One of the small pleasures in my life is reading the book reviews in a new issue of an academic journal. It gives me the opportunity to see how other historians view major works in my own field of research, as well as exposing me to new books that I might have overlooked.
The August 2010 issue of the Journal of Southern History is a good example of this experience. Richard John’s review of Waking Giant: America in the Age of Jackson, by David S. Reynolds, reinforced my own assessment of the book, although in more eloquent language. I also discovered Marie Tyler-McGraw’s book, An African Republic: Black and White Virginians in the Making of Liberia, part of the John Hope Franklin Series in African American History and Culture from the University of North Carolina Press. T. van Riemsdijk’s review piqued my curiosity, but what sold me on taking a closer look at the book was the mention of a companion website.
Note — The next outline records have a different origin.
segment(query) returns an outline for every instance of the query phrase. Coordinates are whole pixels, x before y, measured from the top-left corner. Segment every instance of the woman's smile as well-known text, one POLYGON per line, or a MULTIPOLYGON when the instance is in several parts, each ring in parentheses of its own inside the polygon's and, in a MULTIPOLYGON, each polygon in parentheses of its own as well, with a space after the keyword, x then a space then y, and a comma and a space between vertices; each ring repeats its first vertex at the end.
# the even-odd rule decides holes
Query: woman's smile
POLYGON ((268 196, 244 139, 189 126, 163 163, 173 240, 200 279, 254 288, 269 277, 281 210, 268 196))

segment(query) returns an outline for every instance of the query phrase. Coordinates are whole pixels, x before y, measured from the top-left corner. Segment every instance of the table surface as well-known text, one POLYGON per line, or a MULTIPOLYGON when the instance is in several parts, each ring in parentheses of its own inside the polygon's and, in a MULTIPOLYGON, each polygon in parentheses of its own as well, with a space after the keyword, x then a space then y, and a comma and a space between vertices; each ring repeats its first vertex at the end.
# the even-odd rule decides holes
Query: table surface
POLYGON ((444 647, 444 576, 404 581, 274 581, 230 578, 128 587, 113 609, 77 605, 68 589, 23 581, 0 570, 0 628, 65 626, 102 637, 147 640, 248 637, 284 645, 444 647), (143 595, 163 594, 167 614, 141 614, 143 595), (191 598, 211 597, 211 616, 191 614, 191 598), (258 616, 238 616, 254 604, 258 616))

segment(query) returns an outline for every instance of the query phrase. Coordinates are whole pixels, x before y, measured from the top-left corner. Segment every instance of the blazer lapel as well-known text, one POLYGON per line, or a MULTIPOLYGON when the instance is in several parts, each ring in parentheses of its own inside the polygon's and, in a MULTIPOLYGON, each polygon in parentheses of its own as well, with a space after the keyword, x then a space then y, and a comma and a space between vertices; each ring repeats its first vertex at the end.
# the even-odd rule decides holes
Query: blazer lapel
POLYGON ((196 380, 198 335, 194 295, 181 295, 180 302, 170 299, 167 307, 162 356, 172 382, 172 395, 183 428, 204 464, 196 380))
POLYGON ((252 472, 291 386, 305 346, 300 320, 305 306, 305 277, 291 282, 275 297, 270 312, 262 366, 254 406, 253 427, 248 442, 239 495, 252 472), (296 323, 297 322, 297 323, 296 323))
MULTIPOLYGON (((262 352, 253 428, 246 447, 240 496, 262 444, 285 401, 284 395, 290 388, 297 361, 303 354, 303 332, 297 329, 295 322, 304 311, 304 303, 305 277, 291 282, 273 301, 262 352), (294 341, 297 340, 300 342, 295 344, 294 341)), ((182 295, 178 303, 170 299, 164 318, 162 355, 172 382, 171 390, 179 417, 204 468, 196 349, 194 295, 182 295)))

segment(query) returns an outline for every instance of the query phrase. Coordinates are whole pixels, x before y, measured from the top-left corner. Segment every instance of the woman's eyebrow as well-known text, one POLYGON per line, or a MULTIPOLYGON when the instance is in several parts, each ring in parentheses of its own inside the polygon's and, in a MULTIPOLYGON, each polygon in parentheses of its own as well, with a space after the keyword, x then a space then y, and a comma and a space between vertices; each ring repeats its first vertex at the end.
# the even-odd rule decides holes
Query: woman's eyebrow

The website contains searchable databases of Virginia emigrants (African American Virginians who moved to the Liberian colony) and emancipators (white Virginians who freed slaves to settle in Liberia). For books of this nature, with significant amounts of quantitative data or large databases of individuals, companion websites are superb resources that not only support the book’s argument but can also be used independently for classroom instruction.
Tyler-McGraw’s book serves as an example of how the traditional academic book culture can work in conjunction with the new media. Companion websites would not work for every book, but they offer great opportunities for exploration if publishers and non-profit entities, such as the Virginia Center for Digital History, are willing, and can find the funding, to support these types of collaborative projects.